Writer Camille Paglia takes a dated swipe at York (or is it Canada?)

A social critic, teacher and iconoclast, Camille Paglia has been provoking, if not outraging, people for years, wrote columnist Margaret Wente in The Globe and Mail May 1, in an introduction to an interview with the American writer and academic.

Wente asked Paglia, “Do you have any impression of the landscape in Canada right now?”

“I’m not that familiar with Canada,” said Pagila. ”But when I was at York University a few years ago, I thought, “Oh my God, they are so shallow. Such a backwater.”

Later, Paglia told Wente: "This whole thing about global warming – I am absolutely incredulous at the gullibility of people. What is this hysteria over drowning polar bears? And finally I realized, people don’t know polar bears can swim."

This provoked two letters:

  • Discussing global warming, Camille Paglia is right in that polar bears can swim, wrote Peter Urmetzer, a sociology professor at the University of British Columbia Okanagan, in a letter to The Globe and Mail May 3. So can Camille Paglia, I am sure. To make a point, let’s drop her in the middle of Lake Ontario to see whether she can survive.

This would also answer the question of whether she would swim toward the backwaters of York University – or head south.

  • Camille Paglia says of York University, “Oh my god, they are so shallow. Such a backwater” – with no explanation or qualification, wrote Raymond Fancher, professor emeritus and senior scholar in York’s Department of Psychology in the Faculty of Health, in a letter to The Globe and Mail May 3.

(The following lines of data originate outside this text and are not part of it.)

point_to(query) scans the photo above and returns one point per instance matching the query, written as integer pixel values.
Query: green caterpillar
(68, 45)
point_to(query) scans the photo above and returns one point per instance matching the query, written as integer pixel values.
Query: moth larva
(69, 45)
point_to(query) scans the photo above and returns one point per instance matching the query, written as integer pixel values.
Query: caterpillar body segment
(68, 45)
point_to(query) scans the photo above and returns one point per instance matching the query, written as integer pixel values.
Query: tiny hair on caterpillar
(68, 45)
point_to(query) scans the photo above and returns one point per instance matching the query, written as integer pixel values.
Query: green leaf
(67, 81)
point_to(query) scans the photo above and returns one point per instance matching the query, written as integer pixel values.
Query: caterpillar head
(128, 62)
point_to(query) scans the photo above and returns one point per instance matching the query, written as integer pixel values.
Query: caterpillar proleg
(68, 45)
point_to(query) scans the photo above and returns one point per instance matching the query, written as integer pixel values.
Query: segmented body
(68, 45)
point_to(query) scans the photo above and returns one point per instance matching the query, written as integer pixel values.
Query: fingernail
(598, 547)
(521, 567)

I am one of many faculty members from this backwater who actually share many of the values Paglia otherwise endorses, who try to practise them in teaching and research, and have received institutional support in doing so. I am sure we would all be glad for enlightenment regarding the basis of her blanket condemnation of our University.

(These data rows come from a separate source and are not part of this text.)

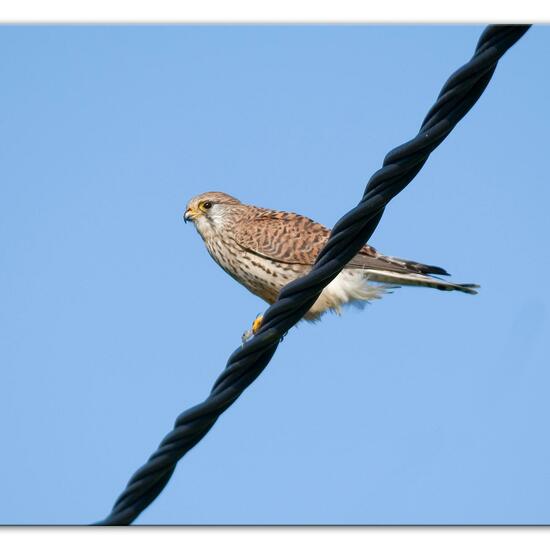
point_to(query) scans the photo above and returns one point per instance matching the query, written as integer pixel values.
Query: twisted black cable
(351, 232)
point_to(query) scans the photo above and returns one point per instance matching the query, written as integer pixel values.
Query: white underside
(351, 286)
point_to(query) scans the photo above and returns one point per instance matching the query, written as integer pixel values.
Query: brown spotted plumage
(266, 249)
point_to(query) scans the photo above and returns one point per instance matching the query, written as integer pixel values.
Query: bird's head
(209, 211)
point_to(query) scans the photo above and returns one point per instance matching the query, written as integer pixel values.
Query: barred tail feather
(416, 279)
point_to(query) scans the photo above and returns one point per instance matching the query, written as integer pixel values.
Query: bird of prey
(266, 249)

It’s all in the family as York author ponders his third novel in 13 years

It’s a tricky business this, writing about your own brother, wrote Richard Helm in the Edmonton Journal May 2 in a review of York Professor Michael Helm’s latest book, Cities of Refuge. But what can I do? He’s produced another damned novel and I’m supposed to write about people who write novels.

Besides, this one’s mighty good.

Michael Helm is 48, he teaches English and creative writing at York University in Toronto and makes his home in a leafy little acreage just outside of Dundas. His writings on fiction and poetry frequently appear in North American newspapers and magazines, including Brick magazine, where he has been an editor since 2003. He fancies himself something of a golfer.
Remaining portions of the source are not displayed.